When AI Needs a Body

Humans as Infrastructure

Danny Nathan
Danny Nathan

Apr 12, 2026

12 min read

What You’ll Find This Week

HELLO {{ FNAME | INNOVATOR }}!

You’re not the only one with the subtle but overwhelming sense that you simply can’t keep up with the rate of change demonstrated by AI. Companies are announcing mass layoffs simply to free up capital to pay for non-human workers. The news cycle (and the hype cycle) are fraught with questions about what happens as more and more people are displaced from their jobs.

But don’t worry, there’s a glimmer of hope on the horizon. As long as you don’t mind becoming a part of the gig economy. And working for a machine.

This week, I’m exploring the impacts of the latest “innovation” in AI: humans. That’s right, we are now “the meatspace layer of AI.” Not clear what that means?
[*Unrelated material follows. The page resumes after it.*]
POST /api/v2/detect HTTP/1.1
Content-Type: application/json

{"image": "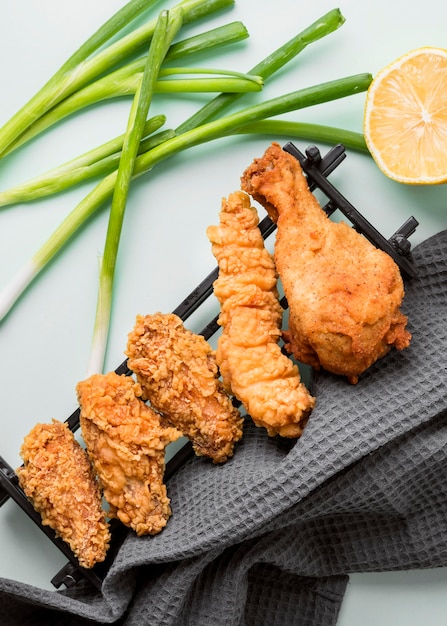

Let me tell you…

Here’s what you’ll find:

  • This Week’s Article: The Market Built to Overcome AI's Biggest Constraint

Don’t Miss Our Latest Podcast

This Week’s Article

The Market Built to Overcome AI's Biggest Constraint

Renting a human is nothing new.

Uber, DoorDash, and TaskRabbit trained us to expect that if we need something done, a person will show up and do it.

Call a car. Get dinner. Mount the TV. Drop off the package. Different jobs, same basic model: a human asks, software routes, another human does the work.

After holding for more than a decade, that model is beginning to shift under the pressure of the AI wave.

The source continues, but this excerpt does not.